Derrick Rose adını duymayanınız yoktur. Hani şu Jordan'dan sonra Chicago'nun en büyük umudu kahramanı olan. Lise yıllarından beri az çok haberimizin olduğu lisedeyken üniversite juniorını yenen adam. Onun hayatı sürekli başarılarla geçti zannedebilirsiniz. Aslında o sadece bir konuda başarılıydı.
     Derrrick Rose'un 2008 Nba Draftına gireceği kesinleştiğinde okuduğu üniversiteden çeşitli dedikodular çıktı. NCAA'yi o yıl kasıp kavuran Rose ayn şeyi üniversite notlarında başaramamıştı. Arkadaşları okul ortalamasının Nba draftına girmeye yetmeyeceğini söylüyordı. Gerçekten de Rose algebradan (cebir) aa almasa yeterli ortalamayı sağlamıyordu. Sınavının ilk açklandığnda cc olduğunu söyleyenler oldu. Belki de doğruydu ama bir şey kesindi Rose ders konusunda başarılı değildi. Hayatında basketbol olmasa bu üniversiteye adım bile atamayacaktı. Ama yetenekleri ve atletizmi ona mükemmel bir hayat sunacaktı. Allen İverson ile karşılaştırıldığı Mock-Draftlar ona yaradı ve Kaptan Kirk ve Luol Deng'den istediğini alamayan bir Jay Williams faciası yaşayan Jordan'lı günlerini çılgınca özleyen Chicago tarafından birinci sırada seçildi. Gelmek istediği yerdeydi artık onun ait olduğu ligde Nba'de.
       Nba onu pek zorlamamıştı. Beklendiği gibi ROY(yılın çaylağı) ödülünü aldı. Bulls umutluydu. Bu çocuk onlara özledikleri şampiyonluğu getirecek yeteneğe sahipti. Daha ilk sezonunda bunları yapıyorsa gelecek yıllar kimbilir neler yapacaktı. Chicago onun etrafında ciddi bir yapılanmaya gitti. Boston'un muazzam savunmasının mimari Tom Thibodoeu ile anlaştı. Ronny Brewer gibi çok yönlü bir kanat oyuncusu ve Kyle Korver gibi bir kesin şutörle anlaştılar.
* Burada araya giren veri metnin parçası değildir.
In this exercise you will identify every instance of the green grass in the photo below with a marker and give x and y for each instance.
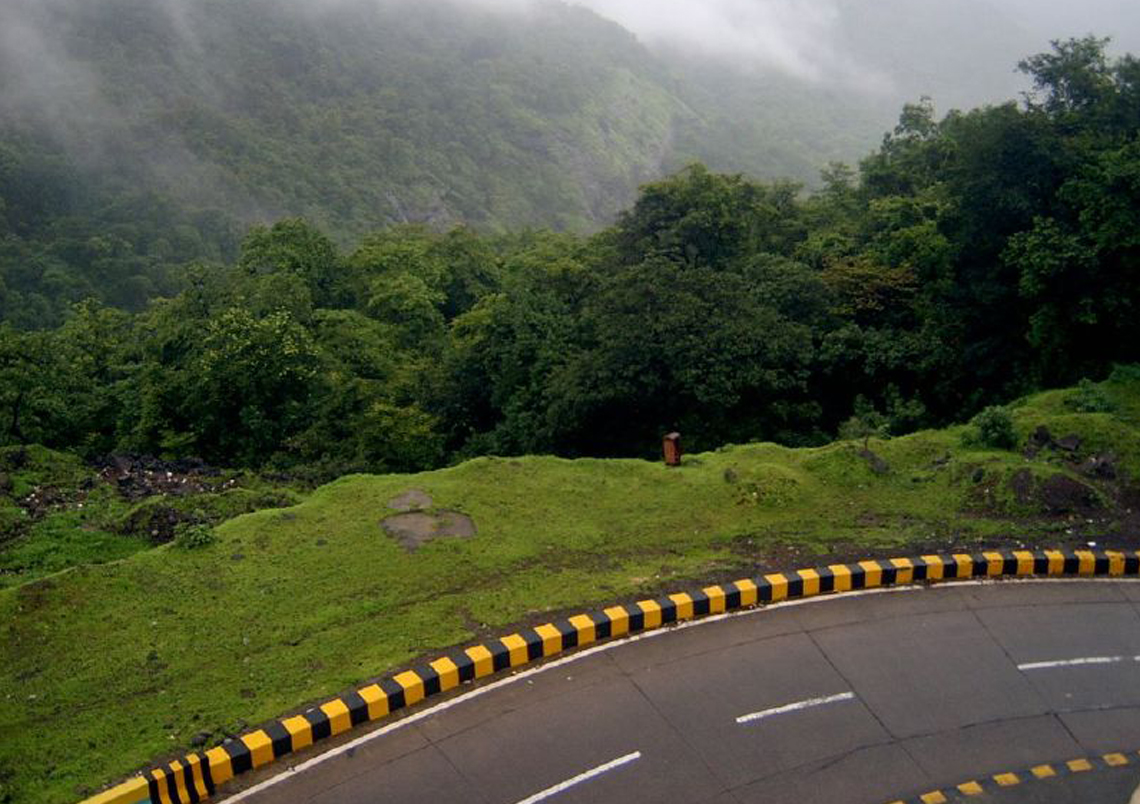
(108, 666)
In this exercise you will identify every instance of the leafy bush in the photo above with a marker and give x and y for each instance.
(193, 535)
(993, 428)
(1090, 397)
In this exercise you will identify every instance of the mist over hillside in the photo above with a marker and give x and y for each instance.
(137, 136)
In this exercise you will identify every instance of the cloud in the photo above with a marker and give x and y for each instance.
(792, 35)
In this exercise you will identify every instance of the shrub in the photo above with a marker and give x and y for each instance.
(1090, 398)
(993, 428)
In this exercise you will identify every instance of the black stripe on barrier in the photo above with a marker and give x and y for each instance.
(152, 785)
(192, 789)
(358, 707)
(395, 692)
(603, 628)
(568, 632)
(241, 760)
(464, 664)
(206, 776)
(700, 603)
(501, 655)
(636, 618)
(318, 724)
(281, 738)
(169, 780)
(888, 574)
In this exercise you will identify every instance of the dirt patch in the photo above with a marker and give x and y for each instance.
(413, 500)
(415, 528)
(1061, 494)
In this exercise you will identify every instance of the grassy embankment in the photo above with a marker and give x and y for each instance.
(107, 666)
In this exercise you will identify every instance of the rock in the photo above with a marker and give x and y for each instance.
(1102, 468)
(1023, 486)
(1069, 444)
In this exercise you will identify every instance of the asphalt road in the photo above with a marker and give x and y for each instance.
(861, 700)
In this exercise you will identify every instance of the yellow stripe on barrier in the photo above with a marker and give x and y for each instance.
(748, 593)
(176, 772)
(872, 574)
(413, 688)
(587, 632)
(652, 611)
(300, 730)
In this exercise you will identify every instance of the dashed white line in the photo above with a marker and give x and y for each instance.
(1077, 663)
(795, 707)
(583, 777)
(490, 687)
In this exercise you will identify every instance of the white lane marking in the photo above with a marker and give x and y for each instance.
(581, 777)
(795, 707)
(352, 745)
(1077, 663)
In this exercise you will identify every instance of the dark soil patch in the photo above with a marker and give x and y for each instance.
(413, 500)
(137, 477)
(416, 528)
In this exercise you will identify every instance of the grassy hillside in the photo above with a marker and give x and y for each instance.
(108, 666)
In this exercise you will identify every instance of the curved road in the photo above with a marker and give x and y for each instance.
(855, 699)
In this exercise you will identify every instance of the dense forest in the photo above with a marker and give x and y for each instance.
(967, 260)
(139, 136)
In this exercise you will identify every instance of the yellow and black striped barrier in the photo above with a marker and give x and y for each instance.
(982, 786)
(197, 776)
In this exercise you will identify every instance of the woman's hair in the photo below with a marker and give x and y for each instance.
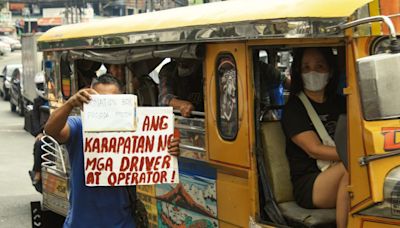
(107, 79)
(296, 85)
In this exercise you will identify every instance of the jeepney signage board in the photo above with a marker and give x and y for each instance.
(121, 158)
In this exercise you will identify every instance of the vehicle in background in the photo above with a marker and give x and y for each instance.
(5, 80)
(31, 62)
(16, 99)
(14, 43)
(5, 48)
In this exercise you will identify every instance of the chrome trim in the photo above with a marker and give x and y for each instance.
(190, 128)
(249, 30)
(192, 148)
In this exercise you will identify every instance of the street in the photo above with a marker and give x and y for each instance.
(15, 160)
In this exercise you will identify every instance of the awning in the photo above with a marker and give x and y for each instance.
(49, 21)
(217, 13)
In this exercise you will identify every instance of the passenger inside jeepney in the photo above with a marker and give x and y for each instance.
(118, 71)
(318, 176)
(86, 72)
(181, 86)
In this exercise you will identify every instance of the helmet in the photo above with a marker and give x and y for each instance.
(39, 84)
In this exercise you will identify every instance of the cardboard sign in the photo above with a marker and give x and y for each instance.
(110, 113)
(132, 158)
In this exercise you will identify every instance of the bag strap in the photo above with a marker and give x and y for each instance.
(319, 127)
(132, 195)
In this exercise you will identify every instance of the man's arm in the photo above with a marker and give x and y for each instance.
(57, 126)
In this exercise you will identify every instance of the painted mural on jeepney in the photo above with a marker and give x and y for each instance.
(171, 216)
(194, 193)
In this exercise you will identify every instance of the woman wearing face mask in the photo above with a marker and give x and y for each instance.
(314, 73)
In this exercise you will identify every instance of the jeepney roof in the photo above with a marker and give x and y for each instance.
(205, 15)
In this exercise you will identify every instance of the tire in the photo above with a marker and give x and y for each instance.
(13, 107)
(6, 94)
(21, 108)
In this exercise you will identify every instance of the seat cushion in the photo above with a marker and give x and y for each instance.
(301, 217)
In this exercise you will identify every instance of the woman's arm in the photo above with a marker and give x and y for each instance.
(312, 145)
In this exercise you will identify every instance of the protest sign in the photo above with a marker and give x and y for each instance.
(110, 113)
(132, 158)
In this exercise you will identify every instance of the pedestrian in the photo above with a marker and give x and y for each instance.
(91, 206)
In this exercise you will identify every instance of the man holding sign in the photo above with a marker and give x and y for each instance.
(92, 206)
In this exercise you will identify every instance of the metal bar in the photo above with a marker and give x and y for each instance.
(367, 159)
(193, 148)
(190, 128)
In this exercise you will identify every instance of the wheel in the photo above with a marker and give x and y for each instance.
(13, 107)
(21, 108)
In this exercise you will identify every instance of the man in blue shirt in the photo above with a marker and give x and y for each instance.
(95, 207)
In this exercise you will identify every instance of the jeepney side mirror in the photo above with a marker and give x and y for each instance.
(377, 78)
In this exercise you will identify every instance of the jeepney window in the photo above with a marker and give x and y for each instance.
(227, 96)
(66, 74)
(85, 72)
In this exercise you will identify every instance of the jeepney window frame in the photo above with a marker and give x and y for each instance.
(234, 124)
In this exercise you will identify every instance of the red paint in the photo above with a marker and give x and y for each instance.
(93, 177)
(173, 177)
(99, 164)
(130, 178)
(138, 164)
(164, 141)
(125, 145)
(155, 123)
(390, 142)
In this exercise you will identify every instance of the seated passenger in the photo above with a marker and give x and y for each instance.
(86, 71)
(314, 72)
(181, 86)
(118, 71)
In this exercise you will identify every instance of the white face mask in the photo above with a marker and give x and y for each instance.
(315, 81)
(184, 72)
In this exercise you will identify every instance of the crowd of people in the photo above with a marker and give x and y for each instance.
(319, 178)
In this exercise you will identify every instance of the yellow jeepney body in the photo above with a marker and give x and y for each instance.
(222, 168)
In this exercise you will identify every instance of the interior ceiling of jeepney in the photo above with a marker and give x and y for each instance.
(240, 15)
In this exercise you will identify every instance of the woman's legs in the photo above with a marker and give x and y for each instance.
(330, 191)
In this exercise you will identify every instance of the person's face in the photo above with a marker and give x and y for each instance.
(313, 60)
(106, 89)
(118, 72)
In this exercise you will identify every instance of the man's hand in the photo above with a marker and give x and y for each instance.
(39, 136)
(173, 147)
(81, 97)
(186, 108)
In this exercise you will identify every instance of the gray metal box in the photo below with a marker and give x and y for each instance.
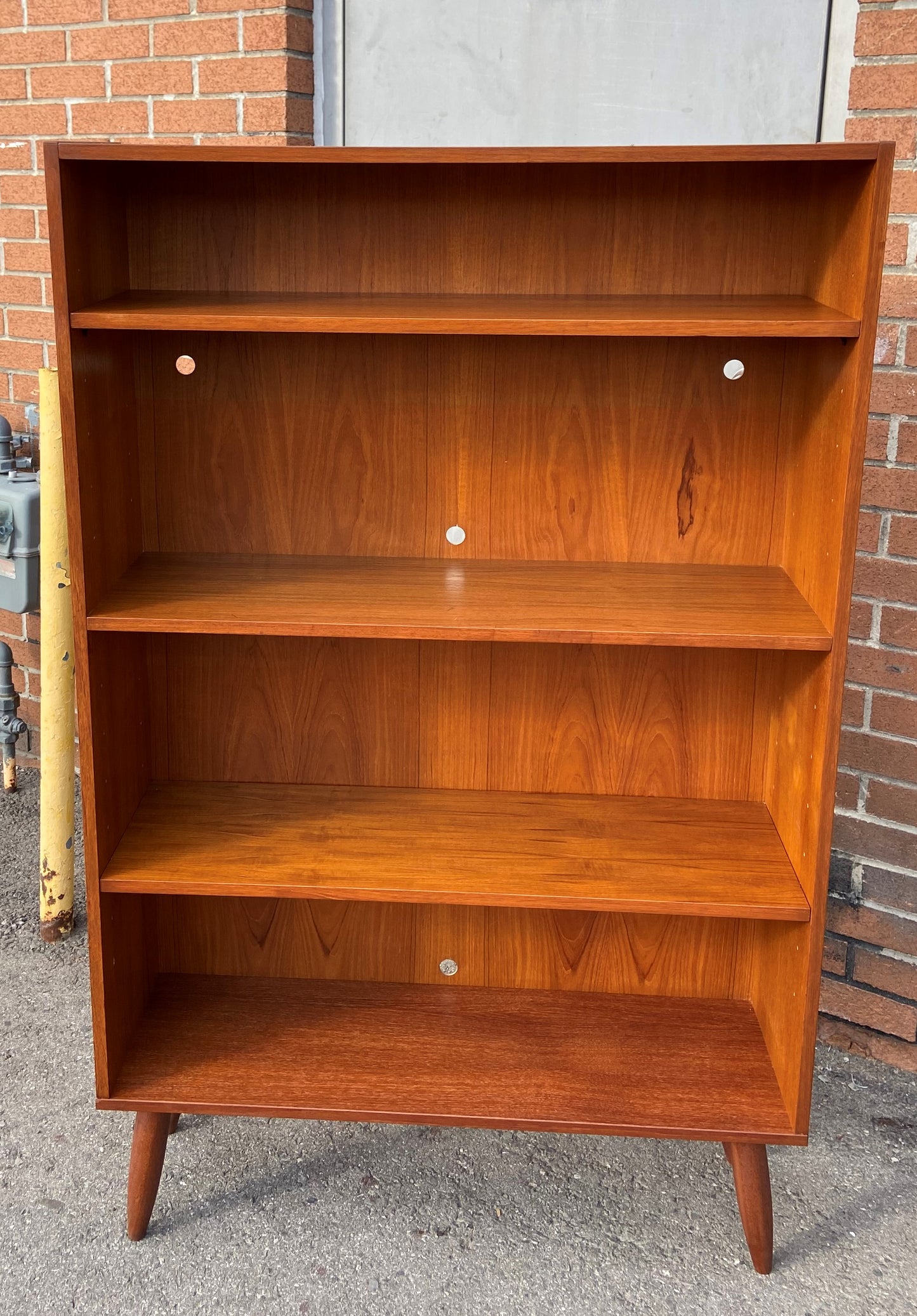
(19, 541)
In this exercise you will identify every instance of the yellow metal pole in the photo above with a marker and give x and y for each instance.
(57, 678)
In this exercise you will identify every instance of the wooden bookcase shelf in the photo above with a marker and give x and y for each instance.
(524, 831)
(632, 316)
(419, 1055)
(603, 603)
(480, 848)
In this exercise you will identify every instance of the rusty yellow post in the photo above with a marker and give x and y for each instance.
(57, 678)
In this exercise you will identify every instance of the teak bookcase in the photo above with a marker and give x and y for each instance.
(586, 756)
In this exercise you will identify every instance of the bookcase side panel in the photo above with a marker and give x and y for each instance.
(822, 435)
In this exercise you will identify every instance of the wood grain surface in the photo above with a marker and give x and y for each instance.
(610, 603)
(303, 312)
(578, 852)
(414, 1055)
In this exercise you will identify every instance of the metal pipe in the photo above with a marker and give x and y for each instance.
(11, 725)
(57, 678)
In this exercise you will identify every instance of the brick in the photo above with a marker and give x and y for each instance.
(883, 668)
(868, 532)
(861, 619)
(266, 114)
(899, 627)
(886, 346)
(897, 296)
(171, 77)
(147, 8)
(32, 48)
(11, 624)
(17, 224)
(890, 487)
(882, 128)
(873, 926)
(13, 84)
(876, 440)
(907, 444)
(252, 73)
(110, 117)
(20, 356)
(13, 414)
(15, 155)
(870, 753)
(883, 87)
(33, 120)
(299, 115)
(57, 83)
(198, 37)
(22, 188)
(869, 1008)
(25, 388)
(847, 794)
(886, 33)
(278, 32)
(28, 257)
(895, 715)
(63, 12)
(853, 707)
(875, 840)
(896, 890)
(25, 654)
(897, 803)
(886, 973)
(30, 324)
(835, 957)
(864, 1041)
(194, 116)
(19, 289)
(895, 392)
(125, 43)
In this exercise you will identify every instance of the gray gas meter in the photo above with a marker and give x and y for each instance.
(19, 529)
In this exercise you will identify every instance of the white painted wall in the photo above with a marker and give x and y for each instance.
(447, 73)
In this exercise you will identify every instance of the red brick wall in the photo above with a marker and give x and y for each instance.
(870, 984)
(114, 70)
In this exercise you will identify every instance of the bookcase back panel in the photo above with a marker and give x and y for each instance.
(494, 948)
(578, 449)
(515, 718)
(572, 228)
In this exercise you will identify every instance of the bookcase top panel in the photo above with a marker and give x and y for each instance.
(472, 154)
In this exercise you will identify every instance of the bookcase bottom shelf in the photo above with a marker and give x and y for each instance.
(458, 1056)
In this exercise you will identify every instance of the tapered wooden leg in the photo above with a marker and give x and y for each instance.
(753, 1188)
(148, 1152)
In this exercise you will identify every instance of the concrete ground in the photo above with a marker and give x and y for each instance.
(263, 1216)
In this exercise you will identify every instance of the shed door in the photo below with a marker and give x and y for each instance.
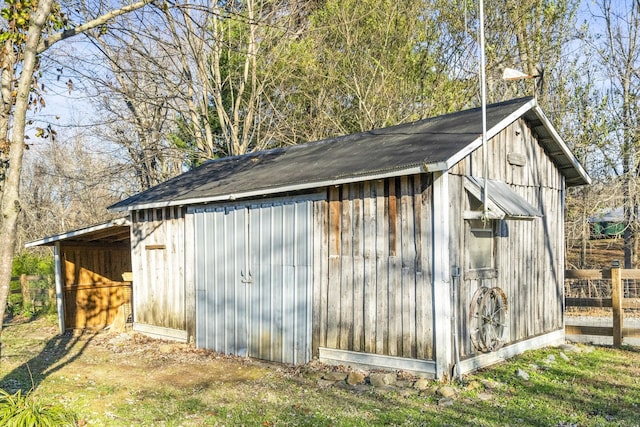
(253, 280)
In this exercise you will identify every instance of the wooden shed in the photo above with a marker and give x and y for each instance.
(92, 274)
(372, 249)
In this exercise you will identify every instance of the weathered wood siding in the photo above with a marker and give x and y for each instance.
(529, 256)
(372, 279)
(94, 287)
(157, 247)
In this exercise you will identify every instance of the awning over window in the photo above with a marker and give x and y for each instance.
(503, 202)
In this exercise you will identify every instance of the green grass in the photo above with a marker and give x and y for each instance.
(138, 384)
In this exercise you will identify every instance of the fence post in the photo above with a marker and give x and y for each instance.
(616, 302)
(26, 292)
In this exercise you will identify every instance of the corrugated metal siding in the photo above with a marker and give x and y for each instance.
(253, 279)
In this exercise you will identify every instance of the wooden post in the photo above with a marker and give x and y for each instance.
(26, 292)
(616, 302)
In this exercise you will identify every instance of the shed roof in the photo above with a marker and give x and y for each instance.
(434, 144)
(111, 232)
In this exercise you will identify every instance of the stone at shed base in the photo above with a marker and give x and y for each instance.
(334, 376)
(446, 401)
(422, 384)
(355, 378)
(382, 379)
(447, 391)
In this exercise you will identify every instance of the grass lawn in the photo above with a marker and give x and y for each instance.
(130, 380)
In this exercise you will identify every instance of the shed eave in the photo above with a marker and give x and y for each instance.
(412, 170)
(50, 240)
(493, 131)
(581, 176)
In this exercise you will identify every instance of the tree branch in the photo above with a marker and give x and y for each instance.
(101, 20)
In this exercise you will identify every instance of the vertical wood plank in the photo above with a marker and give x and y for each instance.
(408, 269)
(346, 273)
(441, 274)
(358, 267)
(370, 252)
(334, 291)
(382, 277)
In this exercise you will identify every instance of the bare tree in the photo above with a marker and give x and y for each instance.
(31, 30)
(618, 51)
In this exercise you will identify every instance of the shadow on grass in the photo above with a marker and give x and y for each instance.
(58, 351)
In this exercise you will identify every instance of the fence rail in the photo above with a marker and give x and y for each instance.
(33, 295)
(624, 293)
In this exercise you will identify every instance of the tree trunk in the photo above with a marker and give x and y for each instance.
(11, 190)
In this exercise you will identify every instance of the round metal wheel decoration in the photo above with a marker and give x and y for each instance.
(488, 319)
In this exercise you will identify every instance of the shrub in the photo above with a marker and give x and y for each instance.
(23, 410)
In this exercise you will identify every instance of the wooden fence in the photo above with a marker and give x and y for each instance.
(616, 288)
(34, 295)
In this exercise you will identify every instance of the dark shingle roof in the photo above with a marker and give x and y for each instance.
(426, 145)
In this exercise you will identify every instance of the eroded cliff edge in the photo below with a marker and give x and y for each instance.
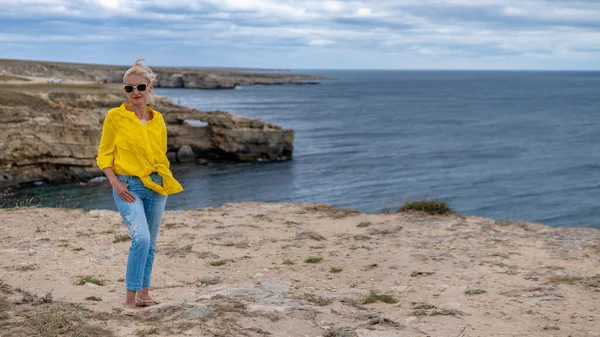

Rose'un yanına bir yıldız getirme çabaları da vardı ve dönemin en iyi pota altı bitiricisi ribaund canavarı (mister defensive mines) Carlos Boozer ile yüklü bir kontrat yaptılar. Deng ve Noah gibi sağlam parçalar ve Ömer Aşık, Taj Gibson gibi 2  süper yedek ile şampiyonluk için hazırdılar. Bu hamlelerin hepsi Rose'un ikinci yılına yetişmemişti ama 3. yılında hepsi hazırdı.Tek hedef şampionluktu ve Rose mükemmel bir performans sergiliyordu. Chicago taraftarının gözünde efsane diğer Nba taraftarlarının gözünde bir nefret objesine dönüşme aşaması gelmişti. Chicago'da efsaneydi. Tuhaf bir şekilde diğer  takımlar ve taraftarlar da seviyordu Rose'u. Bunda oyunundaki inanılmaz özveri ve harcağı inanılmaz eforun etkisii büyüktü. O yıl oluşan Lebron nefreti olmasa alamayacak olsa da Mvp(En değerli oyuncu ödülünü) aldı. Hak etmediğini kimse söyleyemez ama bir Lebron olmadığı da açıktı. Zaten Lebron onu ve takımını o sezonun sonarına doğru Playoff Konferans finalleride denize  döküyordu. Sevimli Rose'un nefret objesine dönüşmesi bu zaman başlamıştı.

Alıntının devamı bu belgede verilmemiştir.